As a lot of people asked for my opinion about Facebook and the metaverse, and the impact on VR/AR/XR, I decided to write a short article about it.
The initial metaverse presentation video we are talking about
First things first: why now?
The boundaries between reality and XR will largely disappear sooner or later; that is a fact. Facebook is not the first company who is betting big on this; for example: Apple is betting big on creating "normal looking" AR glasses (available somewhere in 2023).
This is not the first time people expected these technologies to become more adapted by the general public, but up until now none of these waves caused enough stir, so why would it be different this time? Here is my bet:
The current generation of kids has grown up with tablets, and half of their lives are already passing online, albeit over Snapchat, Fortnite, Roblox, Minecraft, Instagram and others. As these people are turning into adults, and they will be more perceptive and familiar with the possibilities of AR and VR over the next decade.
About the video - hi Mark!
The odd thing is the metaverse marketing campaign tried to be as accessible as possible to the general public, so they modeled everything as close to the real world representation as possible, which resulted in a watered down version of what to expect.
Trying to model the metaverse after the real world is stupid, and not only because of a hypothesis known as "the uncanny valley".
From wikipedia: The uncanny valley hypothesis predicts that an entity appearing *almost* human will risk eliciting cold, eerie feelings in viewers.
You need to find out which aspects of the real world are useful in a particular use case and create a new virtual representation that offers a clear advantage over the real world model for that specific use case.
This is just like in software development or art: all models are wrong, but some are useful. You need to find a model where your alternate representation provides an added value.
I didn't spot anything particularly useful in the metaverse video... Sure, there were some novelties, but nothing that said "this is why we need the metaverse".

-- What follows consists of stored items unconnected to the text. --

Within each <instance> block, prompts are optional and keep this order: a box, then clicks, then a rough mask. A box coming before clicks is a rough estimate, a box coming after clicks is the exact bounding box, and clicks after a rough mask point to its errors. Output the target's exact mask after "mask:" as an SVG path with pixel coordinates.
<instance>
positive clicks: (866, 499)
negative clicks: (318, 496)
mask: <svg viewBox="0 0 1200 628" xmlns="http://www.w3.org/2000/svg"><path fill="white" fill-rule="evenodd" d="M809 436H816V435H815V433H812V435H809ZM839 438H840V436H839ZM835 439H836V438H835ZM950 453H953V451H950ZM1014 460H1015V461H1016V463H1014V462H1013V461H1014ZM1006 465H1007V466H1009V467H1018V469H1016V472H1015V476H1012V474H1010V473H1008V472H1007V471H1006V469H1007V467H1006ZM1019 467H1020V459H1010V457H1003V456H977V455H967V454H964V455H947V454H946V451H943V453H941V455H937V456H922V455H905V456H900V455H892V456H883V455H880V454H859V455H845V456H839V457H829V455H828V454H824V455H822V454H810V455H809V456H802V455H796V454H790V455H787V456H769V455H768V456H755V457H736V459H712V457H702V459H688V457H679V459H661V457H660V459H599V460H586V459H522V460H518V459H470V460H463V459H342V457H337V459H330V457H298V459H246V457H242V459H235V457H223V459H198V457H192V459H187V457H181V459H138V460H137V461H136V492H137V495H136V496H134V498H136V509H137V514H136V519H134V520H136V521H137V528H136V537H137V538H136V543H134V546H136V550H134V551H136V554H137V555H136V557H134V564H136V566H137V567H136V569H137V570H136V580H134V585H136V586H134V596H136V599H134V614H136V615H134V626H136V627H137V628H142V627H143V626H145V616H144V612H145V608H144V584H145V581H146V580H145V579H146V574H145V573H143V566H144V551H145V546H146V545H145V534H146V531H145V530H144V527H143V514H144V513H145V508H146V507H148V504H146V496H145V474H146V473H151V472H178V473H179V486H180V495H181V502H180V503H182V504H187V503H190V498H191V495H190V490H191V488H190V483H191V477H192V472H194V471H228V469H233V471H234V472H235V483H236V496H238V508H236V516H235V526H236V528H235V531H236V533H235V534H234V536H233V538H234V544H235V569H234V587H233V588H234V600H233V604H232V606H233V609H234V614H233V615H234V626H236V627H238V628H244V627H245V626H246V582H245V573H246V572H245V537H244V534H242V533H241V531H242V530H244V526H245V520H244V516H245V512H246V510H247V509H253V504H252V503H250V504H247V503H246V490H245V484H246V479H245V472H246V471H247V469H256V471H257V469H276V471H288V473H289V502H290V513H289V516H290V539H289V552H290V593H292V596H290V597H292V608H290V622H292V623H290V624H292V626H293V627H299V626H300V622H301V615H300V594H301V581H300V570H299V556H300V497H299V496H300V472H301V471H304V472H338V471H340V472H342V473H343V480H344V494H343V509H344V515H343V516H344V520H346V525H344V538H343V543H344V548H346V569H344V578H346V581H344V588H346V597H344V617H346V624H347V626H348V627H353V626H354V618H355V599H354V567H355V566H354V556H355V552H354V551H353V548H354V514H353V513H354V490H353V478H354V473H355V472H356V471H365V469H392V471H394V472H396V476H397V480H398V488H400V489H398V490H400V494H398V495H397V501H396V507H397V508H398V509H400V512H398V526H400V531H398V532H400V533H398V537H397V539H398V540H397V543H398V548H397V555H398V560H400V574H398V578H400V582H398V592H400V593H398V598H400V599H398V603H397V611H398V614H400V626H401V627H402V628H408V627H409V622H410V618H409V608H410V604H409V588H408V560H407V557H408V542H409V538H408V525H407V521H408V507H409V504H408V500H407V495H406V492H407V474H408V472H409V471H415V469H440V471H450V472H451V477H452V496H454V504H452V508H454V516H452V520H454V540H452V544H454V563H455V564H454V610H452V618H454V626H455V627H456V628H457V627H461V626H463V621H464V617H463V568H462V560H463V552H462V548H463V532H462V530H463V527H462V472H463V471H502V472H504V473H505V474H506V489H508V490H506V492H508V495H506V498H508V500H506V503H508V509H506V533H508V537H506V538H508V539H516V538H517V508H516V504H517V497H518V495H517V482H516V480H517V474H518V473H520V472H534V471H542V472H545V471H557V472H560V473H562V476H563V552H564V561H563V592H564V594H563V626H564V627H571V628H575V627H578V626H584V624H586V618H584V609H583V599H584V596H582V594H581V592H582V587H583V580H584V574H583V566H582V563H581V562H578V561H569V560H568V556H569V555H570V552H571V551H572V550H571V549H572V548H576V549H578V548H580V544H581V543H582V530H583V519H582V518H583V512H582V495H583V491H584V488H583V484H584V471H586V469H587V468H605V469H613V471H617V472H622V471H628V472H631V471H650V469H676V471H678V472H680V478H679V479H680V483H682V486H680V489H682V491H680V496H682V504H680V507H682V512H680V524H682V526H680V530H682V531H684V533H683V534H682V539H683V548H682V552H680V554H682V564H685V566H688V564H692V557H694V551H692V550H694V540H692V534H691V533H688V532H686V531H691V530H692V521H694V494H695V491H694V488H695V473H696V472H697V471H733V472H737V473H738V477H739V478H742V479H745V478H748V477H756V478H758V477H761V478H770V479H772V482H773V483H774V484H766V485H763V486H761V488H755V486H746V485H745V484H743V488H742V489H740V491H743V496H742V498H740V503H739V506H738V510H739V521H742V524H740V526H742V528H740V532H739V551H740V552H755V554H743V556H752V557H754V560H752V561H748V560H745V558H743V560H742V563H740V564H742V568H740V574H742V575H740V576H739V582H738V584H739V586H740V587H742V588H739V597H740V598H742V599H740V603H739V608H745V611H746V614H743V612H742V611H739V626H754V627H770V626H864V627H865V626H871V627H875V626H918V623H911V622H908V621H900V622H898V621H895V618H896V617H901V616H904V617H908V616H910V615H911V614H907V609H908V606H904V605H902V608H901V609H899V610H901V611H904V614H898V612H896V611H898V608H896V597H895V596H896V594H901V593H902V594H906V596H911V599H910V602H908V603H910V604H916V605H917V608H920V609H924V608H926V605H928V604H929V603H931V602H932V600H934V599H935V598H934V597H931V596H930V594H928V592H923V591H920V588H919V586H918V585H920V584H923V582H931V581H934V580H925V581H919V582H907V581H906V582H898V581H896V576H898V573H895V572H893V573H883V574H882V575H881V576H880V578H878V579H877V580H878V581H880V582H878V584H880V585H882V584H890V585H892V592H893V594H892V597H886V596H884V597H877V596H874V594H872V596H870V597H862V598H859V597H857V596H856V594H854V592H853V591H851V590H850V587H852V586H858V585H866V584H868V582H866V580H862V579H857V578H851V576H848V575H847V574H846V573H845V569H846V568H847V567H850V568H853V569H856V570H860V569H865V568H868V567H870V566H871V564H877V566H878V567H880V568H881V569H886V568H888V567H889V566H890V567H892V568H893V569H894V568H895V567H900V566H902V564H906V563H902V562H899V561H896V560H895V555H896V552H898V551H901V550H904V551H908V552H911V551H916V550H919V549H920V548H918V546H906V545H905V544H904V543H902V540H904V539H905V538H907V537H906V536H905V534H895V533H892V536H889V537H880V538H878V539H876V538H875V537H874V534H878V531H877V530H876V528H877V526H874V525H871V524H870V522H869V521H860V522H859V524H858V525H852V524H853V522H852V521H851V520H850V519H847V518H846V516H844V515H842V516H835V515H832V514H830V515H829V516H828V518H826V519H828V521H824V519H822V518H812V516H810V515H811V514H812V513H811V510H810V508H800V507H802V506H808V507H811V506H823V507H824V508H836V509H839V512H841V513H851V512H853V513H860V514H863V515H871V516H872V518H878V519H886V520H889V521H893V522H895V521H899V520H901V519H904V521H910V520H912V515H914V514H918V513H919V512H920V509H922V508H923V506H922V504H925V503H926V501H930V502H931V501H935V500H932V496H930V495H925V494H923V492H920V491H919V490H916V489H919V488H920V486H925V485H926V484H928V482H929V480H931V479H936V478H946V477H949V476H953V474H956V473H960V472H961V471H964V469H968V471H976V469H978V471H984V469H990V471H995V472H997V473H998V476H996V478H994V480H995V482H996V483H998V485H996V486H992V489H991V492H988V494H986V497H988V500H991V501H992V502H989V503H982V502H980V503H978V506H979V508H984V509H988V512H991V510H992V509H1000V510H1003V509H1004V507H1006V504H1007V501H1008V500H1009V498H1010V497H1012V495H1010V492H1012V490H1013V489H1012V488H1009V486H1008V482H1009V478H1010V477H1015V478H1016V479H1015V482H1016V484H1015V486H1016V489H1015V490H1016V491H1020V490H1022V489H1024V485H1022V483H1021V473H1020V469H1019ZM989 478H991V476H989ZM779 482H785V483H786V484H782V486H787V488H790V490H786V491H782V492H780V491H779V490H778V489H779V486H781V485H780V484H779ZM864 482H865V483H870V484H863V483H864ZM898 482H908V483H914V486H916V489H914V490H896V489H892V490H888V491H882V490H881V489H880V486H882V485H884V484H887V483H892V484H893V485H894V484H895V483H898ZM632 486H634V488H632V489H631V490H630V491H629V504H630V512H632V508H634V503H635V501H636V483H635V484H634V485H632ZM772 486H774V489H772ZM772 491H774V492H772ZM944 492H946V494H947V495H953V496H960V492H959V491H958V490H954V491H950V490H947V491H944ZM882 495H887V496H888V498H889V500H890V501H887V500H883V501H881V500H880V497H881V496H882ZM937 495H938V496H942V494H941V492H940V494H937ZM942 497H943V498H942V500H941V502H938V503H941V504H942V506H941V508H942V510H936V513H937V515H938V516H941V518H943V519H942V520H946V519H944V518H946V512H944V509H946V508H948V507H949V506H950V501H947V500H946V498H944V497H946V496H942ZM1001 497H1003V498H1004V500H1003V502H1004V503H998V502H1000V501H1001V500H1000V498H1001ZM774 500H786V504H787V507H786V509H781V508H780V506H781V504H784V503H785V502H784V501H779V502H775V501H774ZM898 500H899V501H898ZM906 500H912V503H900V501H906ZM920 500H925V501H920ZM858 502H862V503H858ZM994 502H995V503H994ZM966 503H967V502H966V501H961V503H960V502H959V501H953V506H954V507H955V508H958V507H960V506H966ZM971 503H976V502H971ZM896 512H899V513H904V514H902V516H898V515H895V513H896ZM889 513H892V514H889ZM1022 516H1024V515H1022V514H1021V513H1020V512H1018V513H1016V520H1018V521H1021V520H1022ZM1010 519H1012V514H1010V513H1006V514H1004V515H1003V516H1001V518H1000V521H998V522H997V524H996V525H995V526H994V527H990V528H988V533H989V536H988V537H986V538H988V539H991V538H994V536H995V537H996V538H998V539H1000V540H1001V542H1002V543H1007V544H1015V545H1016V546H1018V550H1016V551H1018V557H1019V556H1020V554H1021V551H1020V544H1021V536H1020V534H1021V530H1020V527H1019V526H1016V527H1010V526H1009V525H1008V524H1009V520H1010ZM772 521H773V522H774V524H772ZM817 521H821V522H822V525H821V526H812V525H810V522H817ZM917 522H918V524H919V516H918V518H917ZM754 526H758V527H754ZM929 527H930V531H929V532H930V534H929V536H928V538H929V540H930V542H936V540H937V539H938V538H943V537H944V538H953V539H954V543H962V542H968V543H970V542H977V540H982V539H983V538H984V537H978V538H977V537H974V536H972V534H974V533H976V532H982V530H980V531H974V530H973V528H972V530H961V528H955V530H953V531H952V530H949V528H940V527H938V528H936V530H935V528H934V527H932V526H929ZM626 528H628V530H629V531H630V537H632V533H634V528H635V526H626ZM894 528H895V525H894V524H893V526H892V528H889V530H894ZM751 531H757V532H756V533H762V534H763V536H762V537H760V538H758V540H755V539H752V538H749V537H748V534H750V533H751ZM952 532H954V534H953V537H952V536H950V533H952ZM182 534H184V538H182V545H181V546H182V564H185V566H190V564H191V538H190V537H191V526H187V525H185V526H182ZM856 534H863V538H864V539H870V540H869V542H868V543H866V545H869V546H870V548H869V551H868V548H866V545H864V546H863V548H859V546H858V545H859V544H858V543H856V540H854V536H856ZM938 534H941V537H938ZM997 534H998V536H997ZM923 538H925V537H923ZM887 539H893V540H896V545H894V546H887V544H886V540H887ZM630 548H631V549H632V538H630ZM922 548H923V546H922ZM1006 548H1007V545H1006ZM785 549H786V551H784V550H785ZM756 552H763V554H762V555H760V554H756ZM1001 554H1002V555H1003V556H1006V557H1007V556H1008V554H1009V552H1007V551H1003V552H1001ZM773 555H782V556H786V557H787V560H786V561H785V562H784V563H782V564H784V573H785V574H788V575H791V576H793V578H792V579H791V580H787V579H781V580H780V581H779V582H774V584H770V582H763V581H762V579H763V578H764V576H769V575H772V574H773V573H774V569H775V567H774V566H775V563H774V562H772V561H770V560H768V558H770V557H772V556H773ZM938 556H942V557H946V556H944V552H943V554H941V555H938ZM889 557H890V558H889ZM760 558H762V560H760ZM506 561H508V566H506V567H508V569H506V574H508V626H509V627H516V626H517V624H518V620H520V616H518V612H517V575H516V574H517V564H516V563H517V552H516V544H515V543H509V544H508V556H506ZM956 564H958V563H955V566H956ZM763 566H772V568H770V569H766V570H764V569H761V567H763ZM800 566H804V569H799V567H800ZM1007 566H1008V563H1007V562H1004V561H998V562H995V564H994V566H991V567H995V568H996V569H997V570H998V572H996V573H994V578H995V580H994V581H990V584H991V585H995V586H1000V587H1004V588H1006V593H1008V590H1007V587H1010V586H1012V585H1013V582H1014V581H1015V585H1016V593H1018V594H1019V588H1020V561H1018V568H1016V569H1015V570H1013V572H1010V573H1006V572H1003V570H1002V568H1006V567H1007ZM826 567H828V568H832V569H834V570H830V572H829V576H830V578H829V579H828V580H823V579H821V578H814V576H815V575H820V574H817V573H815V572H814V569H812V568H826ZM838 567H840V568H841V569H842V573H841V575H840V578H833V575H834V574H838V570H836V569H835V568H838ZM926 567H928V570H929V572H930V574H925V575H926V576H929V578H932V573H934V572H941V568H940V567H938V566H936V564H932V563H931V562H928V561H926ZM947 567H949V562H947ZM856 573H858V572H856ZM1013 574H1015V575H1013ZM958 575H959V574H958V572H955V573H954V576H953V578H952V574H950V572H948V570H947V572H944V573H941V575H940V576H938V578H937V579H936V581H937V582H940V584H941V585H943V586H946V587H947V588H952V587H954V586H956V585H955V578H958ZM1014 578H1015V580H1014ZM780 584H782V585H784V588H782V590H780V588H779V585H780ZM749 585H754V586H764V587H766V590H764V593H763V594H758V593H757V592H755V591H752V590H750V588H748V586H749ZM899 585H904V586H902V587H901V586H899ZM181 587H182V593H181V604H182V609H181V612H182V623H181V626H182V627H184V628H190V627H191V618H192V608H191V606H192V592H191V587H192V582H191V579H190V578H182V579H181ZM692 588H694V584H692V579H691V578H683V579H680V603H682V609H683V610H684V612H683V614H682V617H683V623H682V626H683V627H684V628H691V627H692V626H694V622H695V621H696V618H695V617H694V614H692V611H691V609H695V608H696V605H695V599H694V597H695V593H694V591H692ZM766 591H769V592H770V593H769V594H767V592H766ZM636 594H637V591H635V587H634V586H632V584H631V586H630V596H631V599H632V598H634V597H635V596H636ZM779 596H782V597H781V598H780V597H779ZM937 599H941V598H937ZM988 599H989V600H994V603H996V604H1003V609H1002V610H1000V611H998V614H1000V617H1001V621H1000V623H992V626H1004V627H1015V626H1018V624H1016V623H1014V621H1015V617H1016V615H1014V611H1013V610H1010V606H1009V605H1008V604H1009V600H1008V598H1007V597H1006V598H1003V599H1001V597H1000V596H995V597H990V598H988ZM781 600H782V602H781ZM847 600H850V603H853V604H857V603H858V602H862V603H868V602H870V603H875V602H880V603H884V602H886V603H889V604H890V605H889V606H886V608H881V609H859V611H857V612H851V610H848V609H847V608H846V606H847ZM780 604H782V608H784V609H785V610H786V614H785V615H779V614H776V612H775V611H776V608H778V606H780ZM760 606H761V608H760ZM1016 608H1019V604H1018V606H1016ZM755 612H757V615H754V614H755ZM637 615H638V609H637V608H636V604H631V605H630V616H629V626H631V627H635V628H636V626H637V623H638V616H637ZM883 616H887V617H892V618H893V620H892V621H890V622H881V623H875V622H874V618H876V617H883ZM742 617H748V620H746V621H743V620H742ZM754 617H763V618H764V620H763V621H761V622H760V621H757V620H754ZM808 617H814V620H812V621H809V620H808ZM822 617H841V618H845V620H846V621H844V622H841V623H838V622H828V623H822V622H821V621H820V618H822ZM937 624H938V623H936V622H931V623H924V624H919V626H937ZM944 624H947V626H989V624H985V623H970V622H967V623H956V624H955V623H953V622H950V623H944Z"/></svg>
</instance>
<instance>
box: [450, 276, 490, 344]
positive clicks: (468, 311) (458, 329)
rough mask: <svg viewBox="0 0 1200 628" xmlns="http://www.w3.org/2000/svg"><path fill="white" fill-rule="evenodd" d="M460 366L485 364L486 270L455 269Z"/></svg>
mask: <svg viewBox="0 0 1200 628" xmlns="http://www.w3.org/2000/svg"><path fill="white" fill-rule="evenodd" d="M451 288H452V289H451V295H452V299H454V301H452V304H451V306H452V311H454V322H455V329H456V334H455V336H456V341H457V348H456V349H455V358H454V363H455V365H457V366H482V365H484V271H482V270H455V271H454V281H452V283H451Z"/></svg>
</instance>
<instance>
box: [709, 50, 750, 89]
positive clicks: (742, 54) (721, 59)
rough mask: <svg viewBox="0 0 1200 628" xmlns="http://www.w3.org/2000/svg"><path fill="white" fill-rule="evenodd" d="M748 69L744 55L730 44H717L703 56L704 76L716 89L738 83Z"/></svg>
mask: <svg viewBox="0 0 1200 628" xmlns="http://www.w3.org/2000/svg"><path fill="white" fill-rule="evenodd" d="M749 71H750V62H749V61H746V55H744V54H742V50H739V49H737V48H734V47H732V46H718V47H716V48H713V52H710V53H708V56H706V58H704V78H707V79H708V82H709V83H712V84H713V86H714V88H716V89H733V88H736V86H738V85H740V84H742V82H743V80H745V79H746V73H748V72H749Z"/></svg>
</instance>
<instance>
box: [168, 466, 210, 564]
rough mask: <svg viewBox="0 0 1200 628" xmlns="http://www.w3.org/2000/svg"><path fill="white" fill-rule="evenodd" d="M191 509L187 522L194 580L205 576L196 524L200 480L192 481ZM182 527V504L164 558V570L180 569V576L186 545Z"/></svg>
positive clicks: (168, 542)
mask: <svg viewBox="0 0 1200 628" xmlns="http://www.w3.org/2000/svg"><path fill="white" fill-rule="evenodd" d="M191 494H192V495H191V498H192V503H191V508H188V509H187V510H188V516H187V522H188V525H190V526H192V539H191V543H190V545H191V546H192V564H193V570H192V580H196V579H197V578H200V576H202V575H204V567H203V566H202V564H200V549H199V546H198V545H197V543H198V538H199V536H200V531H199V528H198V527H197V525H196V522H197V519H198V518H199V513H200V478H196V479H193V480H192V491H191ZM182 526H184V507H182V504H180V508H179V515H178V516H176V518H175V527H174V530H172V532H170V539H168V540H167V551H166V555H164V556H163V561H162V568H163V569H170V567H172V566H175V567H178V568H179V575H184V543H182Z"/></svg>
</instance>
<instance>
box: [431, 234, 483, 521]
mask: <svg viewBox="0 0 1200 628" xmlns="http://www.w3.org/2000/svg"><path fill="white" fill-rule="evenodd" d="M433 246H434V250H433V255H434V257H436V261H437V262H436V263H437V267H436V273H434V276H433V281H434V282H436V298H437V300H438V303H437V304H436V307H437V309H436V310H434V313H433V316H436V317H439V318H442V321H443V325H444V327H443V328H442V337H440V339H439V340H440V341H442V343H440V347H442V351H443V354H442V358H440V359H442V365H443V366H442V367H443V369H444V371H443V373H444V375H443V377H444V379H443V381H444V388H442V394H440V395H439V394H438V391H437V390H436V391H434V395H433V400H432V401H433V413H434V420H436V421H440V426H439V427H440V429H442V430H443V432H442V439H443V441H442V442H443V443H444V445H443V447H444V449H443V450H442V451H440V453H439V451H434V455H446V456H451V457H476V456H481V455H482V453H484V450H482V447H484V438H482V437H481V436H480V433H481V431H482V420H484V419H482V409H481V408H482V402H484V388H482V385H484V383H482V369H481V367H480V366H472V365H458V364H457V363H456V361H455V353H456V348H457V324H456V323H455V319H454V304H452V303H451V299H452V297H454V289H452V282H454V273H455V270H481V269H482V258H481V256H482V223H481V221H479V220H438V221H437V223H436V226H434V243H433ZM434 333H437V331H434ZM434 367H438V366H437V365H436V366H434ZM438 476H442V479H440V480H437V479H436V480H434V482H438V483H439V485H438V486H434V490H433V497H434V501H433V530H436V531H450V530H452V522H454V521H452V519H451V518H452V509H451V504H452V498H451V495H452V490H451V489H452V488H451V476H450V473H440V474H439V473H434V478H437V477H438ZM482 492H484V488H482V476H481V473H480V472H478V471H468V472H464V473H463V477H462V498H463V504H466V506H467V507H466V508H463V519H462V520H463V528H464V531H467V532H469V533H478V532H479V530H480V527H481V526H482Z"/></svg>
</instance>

I have a few ideas about certain metaverse models that might make a huge difference, but even for somebody who's been doing this professionally for years, it is hard to imagine what will come in the next decade.
How will VR/AR/XR evolve over the next decade
I sure hope the future will not be as dystopian as in this excellent video
I am glad that Facebook launched the metaverse, as it will help general XR adaptation by the public. At the beginning, it will look more like a toy with little added value, like the live face filters that you currently see everywhere: a novelty but the added value is limited.
Some interesting use cases are already emerging, like virtual clothing, - hairstyles, - makeup and our very own - product configurators, but in my opinion this is only a miniscule fraction of what to expect.
Our product configurators allow consumers to upload a picture and easily visualize your product on it, after they configured the product to their likings
However, use cases will evolve enormously once we get accustomed to digital twins, and the ways to interact with them will be considered public knowledge. Only then will we see digital twins emerging everywhere.
From wikipedia: A digital twin is a virtual representation that serves as the real-time digital counterpart of a physical object or process.
Right now we're still in the "assembly phase" of digital twins: too much low level stuff needs to be done before you can start adding value, and adding this value takes a lot of effort... In order to take off, the ability to build these digital twins need to be more accessible to the general public.
Simple annotations are happening right now, I imagine making these interactive and having a common way to manipulate them will come next... Annotations could be attached to both virtual and real world objects...
For now these annotations are highly coupled to an almost exact replica of the real world. The minute when these annotations become intuitive to the public, we can start building more abstract annotation models, and then these abstractions will have to become known to the public.
Eventually, as the common public will move up the abstraction ladder, more interesting use cases will emerge, as making your own digital twins gets more accessible with better interaction... Once everyone can do it and has a valuable use for it, adaptation will start booming.
It is not that hard to imagine that the initial Facebook/metaverse presentation will look outdated pretty fast, but I also assume that what they made was the best possible thing they could make right now; just wait and see what they will do in the next decade.
The age-old adage still stands: "people vastly overestimate what they can do on the short term, but hugely underestimate what they can do in the long term"; compound progress is real, so I have high hopes for the future!